South America? Never seen any references to that in Japanese sources. It was the oil in the Pacific they needed.
Posted by: Spike Flomort7424   2023-08-03 06:18  

#3  No.

The US just came out of the brutal great depression (1929 – 1941) and the American people were still reeling from the pain of that event to get caught up in a war.

The US also thought the Japs would strike South America first to get access to rubber plantations for their modernized war machine, so my father manned a 50 cal along the Rio Grande in case they then hit Southern border to prevent a US response to a South American encursion.
Posted by: Jeremiah Jomosing7109   2023-08-03 04:55  

#2  Oh, that again.
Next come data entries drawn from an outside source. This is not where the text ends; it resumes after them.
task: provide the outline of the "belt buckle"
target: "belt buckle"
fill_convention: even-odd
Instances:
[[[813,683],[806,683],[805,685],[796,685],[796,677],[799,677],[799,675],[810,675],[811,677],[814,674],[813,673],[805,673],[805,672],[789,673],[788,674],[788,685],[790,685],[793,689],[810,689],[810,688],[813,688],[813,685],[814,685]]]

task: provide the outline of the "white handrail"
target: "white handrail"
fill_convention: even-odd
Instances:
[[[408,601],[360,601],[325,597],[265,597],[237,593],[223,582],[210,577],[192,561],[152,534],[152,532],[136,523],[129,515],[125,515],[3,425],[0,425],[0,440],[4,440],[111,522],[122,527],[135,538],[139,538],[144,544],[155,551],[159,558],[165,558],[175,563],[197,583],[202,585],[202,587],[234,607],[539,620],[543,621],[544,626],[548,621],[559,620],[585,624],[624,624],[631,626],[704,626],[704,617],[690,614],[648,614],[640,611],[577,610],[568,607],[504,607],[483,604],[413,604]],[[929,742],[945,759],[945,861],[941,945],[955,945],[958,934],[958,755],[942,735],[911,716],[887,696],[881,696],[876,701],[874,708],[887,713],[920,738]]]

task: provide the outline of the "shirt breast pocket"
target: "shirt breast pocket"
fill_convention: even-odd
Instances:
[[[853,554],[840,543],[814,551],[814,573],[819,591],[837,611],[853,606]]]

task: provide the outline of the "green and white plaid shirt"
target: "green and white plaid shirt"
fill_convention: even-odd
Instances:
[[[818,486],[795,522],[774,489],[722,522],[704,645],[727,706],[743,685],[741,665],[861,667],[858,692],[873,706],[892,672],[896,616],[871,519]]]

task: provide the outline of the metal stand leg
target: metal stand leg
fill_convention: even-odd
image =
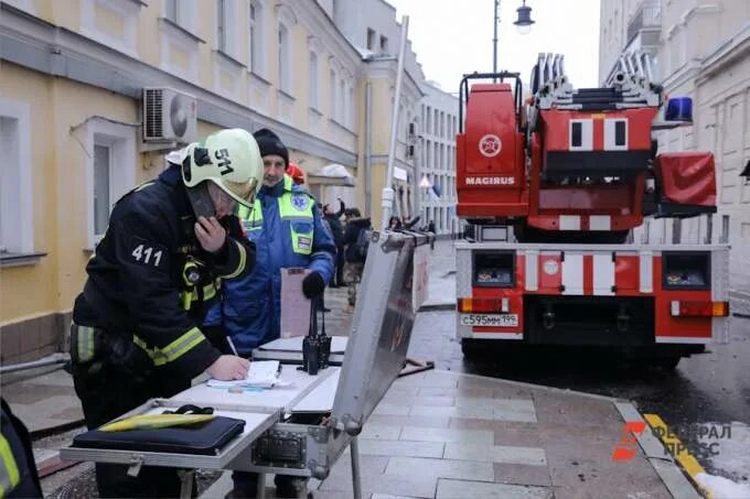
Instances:
[[[352,454],[352,489],[354,499],[362,499],[362,480],[360,479],[360,444],[357,437],[352,438],[350,451]]]
[[[191,499],[193,497],[193,479],[195,478],[194,469],[181,469],[178,471],[180,476],[180,499]]]
[[[266,499],[266,474],[265,473],[259,473],[258,474],[258,489],[256,497],[258,499]]]

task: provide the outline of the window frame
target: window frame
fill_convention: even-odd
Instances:
[[[279,90],[287,95],[292,95],[292,75],[291,75],[291,30],[282,21],[278,24],[278,46],[277,46],[277,63],[278,63],[278,84]]]
[[[262,50],[265,10],[266,7],[260,0],[250,0],[247,8],[247,70],[258,76],[265,74],[265,52]],[[250,18],[254,12],[255,17]]]
[[[109,214],[115,203],[136,186],[137,148],[136,127],[94,118],[85,133],[86,153],[86,247],[93,250],[104,234],[96,234],[94,208],[94,147],[106,145],[110,151]]]
[[[308,51],[308,107],[320,109],[320,57],[312,47]]]
[[[15,121],[15,133],[10,140],[18,148],[15,150],[18,161],[4,161],[0,166],[3,177],[9,173],[15,174],[15,178],[11,182],[3,178],[0,185],[0,200],[6,199],[3,191],[18,193],[17,211],[2,209],[0,213],[0,217],[7,214],[6,218],[0,221],[0,230],[8,226],[9,232],[17,235],[15,239],[3,239],[0,232],[0,245],[3,249],[0,254],[3,258],[32,254],[34,252],[34,203],[31,172],[31,106],[28,102],[0,98],[0,118]],[[10,169],[14,171],[9,172]]]

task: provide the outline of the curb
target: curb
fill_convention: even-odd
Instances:
[[[619,402],[614,405],[625,422],[642,421],[650,430],[652,429],[649,417],[653,414],[649,414],[644,417],[631,402]],[[658,416],[656,416],[656,419],[658,419]],[[658,421],[661,421],[661,419],[658,419]],[[635,434],[635,438],[638,440],[645,458],[649,459],[654,471],[656,471],[673,497],[690,499],[700,499],[704,497],[699,491],[700,488],[697,485],[697,481],[695,481],[695,478],[690,475],[690,479],[688,480],[681,466],[675,464],[674,457],[666,449],[663,442],[656,438],[651,431]]]
[[[499,383],[511,384],[513,387],[519,387],[519,388],[527,388],[529,390],[547,391],[547,392],[550,392],[550,393],[559,393],[559,394],[562,394],[562,395],[585,397],[587,399],[603,400],[606,402],[612,402],[612,403],[624,402],[623,399],[617,399],[614,397],[598,395],[596,393],[587,393],[585,391],[568,390],[567,388],[556,388],[556,387],[547,387],[545,384],[526,383],[524,381],[514,381],[514,380],[505,379],[505,378],[493,378],[491,376],[473,375],[471,372],[457,372],[457,371],[450,371],[448,369],[433,369],[432,372],[440,372],[440,373],[446,373],[446,375],[463,376],[465,378],[474,378],[474,379],[496,381]],[[630,402],[628,402],[628,403],[630,403]]]
[[[454,310],[456,310],[456,303],[428,303],[428,304],[422,304],[422,306],[419,307],[417,313],[419,313],[419,312],[454,311]]]

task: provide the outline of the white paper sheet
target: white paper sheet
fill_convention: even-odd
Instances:
[[[306,336],[310,330],[310,300],[302,293],[307,269],[281,269],[281,337]]]
[[[250,362],[245,379],[222,381],[212,378],[206,384],[211,388],[272,388],[280,383],[279,372],[278,360],[255,360]]]

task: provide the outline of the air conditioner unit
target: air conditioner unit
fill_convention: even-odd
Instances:
[[[143,88],[144,142],[193,142],[196,127],[194,96],[168,87]]]
[[[411,121],[409,123],[409,133],[408,133],[409,143],[415,143],[417,141],[418,131],[419,131],[419,128],[417,126],[417,122]]]

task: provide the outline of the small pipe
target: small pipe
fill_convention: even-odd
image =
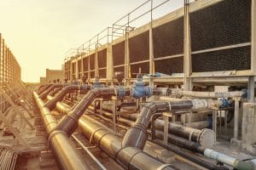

I read the book, there is one on this particular conspiracy theory.

No, if anything FDR considered a Japanese attack in the Philippines to be likely. Likely is NOT the same as certain. Hawaii is a long, long way from the Japanese Home Islands and most US military planners were blind to the military abilities of Japan.
Posted by: magpie   2023-08-03 00:37  

#1  OhJesusFuckingChrist....

No... just... no.

Japan had already gotten its teeth kicked in by Russia during the Mongolian fight and by Zhukov no less. After that, before Pearl Harbor, Japan signed a secret non-aggression pact with Russia keeping it from Germany.

FDR knew Japan very well may attack, but they thought it would be in the Philippines and Wake. The US had even issues orders to prepare for a Japanese attack in those areas. Pearl was a complete surprise and shock.